Мадлен потерла глаза, покрасневшие от пыли и усталости. Ее отправляли не только за кроликом. Был еще целый ряд странных поручений. И ведь никто не задумывался, что у нее и так полно хлопот по дому. Ей было не выкроить времени, чтобы сбегать домой, навестить Эмиля и узнать, как живется племяннику без нее. Мадлен ежедневно поднималась в половине шестого утра, разносила дрова, выгребала из топок золу и натирала графитом поверхность плиты, а потом, едва успев отскрести руки, помогала Эдме готовить завтрак, после чего шла помогать Веронике одеваться. После этого она занималась вытиранием пыли, стиркой и выполнением очередных поручений доктора Рейнхарта. Странный человек. В этом Мадлен уже не сомневалась. Быть может, очень умный, но чудной. Целыми днями он едва замечал ее присутствие, хотя порой она ловила на себе пристальный хозяйский взгляд. Рейнхарт смотрел на нее, точнее, на разные части ее тела: плечи, талию, руки, – словно снимал мерки для новой одежды или, чего доброго, примерял на ее шею петлю палача. Но точно так же он смотрел и на свою дочь. Веронику он разглядывал так, будто она была одним из его часовых механизмов и он хотел убедиться, что все колесики и пружинки работают должным образом.

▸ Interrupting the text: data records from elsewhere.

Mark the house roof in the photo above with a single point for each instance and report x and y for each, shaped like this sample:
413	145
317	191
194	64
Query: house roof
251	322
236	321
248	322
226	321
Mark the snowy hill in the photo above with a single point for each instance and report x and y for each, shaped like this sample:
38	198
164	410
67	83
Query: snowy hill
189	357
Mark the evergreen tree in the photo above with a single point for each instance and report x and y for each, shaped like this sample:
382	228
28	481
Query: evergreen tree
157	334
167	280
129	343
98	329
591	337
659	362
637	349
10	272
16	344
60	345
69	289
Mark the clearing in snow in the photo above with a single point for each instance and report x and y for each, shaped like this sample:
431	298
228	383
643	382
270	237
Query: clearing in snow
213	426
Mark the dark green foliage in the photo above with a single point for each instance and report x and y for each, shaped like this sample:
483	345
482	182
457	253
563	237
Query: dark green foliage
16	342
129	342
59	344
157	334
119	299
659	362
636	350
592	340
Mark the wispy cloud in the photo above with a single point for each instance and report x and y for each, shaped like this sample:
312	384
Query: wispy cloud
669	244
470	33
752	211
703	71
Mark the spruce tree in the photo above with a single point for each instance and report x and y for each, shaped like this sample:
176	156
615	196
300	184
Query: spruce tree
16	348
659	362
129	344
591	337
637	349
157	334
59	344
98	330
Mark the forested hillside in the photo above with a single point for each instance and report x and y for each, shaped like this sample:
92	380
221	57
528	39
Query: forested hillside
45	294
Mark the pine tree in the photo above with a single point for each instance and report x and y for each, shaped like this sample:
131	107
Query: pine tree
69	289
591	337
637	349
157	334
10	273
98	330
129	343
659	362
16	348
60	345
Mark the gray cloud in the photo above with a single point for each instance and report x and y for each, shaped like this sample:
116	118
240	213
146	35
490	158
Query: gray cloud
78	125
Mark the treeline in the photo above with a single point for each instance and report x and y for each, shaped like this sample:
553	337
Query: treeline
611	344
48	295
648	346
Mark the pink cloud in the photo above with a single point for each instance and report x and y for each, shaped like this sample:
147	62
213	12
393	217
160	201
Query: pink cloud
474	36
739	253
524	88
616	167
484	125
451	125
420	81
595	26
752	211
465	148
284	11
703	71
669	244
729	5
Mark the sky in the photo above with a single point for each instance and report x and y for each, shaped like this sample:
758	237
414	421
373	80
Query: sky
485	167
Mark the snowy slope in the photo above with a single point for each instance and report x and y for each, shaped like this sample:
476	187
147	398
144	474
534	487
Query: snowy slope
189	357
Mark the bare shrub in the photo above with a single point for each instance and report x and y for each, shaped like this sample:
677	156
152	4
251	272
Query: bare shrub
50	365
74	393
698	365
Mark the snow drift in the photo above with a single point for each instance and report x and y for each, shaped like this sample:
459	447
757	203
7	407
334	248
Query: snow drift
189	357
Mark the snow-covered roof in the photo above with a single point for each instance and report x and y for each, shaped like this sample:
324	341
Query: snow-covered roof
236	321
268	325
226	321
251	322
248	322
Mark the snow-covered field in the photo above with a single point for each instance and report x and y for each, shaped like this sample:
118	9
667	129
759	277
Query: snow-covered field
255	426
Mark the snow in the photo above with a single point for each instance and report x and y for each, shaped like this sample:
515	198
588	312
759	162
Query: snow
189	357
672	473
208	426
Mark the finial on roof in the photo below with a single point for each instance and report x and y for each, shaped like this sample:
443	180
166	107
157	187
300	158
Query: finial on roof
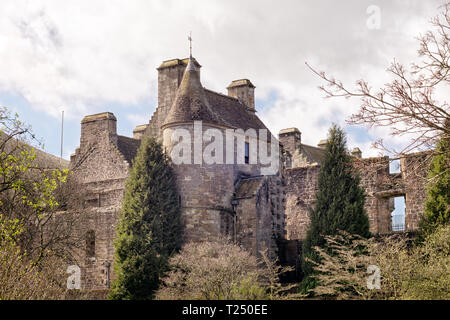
190	44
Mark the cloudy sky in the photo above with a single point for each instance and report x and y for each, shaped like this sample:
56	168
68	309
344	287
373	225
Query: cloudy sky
86	57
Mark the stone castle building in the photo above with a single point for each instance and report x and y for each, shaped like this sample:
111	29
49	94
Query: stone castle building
230	199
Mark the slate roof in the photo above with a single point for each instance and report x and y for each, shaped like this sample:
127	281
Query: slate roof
313	153
248	187
190	102
193	102
128	147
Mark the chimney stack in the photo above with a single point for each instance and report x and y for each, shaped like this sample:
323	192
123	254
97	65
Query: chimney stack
243	90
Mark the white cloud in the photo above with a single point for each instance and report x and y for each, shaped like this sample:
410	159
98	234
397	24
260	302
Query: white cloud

При других обстоятельствах, будь ее характер иным, Мадлен, возможно, и посочувствовала бы Веронике, пожалела бы девчонку, у которой нет подруг и которую ожидают не лучшие времена, если полиция решит выгнать Рейнхарта из страны. Однако всякий раз, когда она прислуживала хозяйской дочке: завязывала кушаки, застегивала пуговицы, завивала волосы, вспоминая локоны Сюзетты, – она думала о сестре и том, что выпадает на долю Коралины, пока Вероника учится, читает и гуляет в парке. Видя по утрам хозяйскую дочь, нежащуюся в уютной постели, Мадлен вспоминала, чтó пришлось выдержать ей самой. Такие мысли она поспешно гнала. И каждый день, сознавая неумолимость времени, еще сильнее укреплялась в решимости навсегда покинуть материнский дом вместе с Эмилем и построить новую жизнь вдали от улицы Тевено. У картежников это называлось d’affranchir: пожертвовав одной картой, сохранить другую. Временами все это казалось ей постыдным, но ей ли не знать, что жизнь очень далека от справедливости?

Мадлен провела тряпкой по корпусу часов и вдруг оторопела. Волоски на руках встали дыбом. Обернувшись, она увидела в холле Рейнхарта. Он пристально смотрел на нее, стоя неподвижно и молчаливо, как статуя. Давно ли хозяин наблюдает за ней?

– Ты должна быть очень внимательной, – медленно произнес Рейнхарт. – Относиться к часам нужно деликатно. Понимаешь? Обращайся с ними как с живыми существами. Если нарушишь их равновесие, они остановятся. И что мы тогда будем делать?

Несколько секунд Мадлен могла только смотреть в его черные немигающие глаза, потом сказала:

– Конечно, месье. Я буду более внимательной.

– Да, – кивнул Рейнхарт. – Умница. Для меня важно, чтобы я мог тебе доверять.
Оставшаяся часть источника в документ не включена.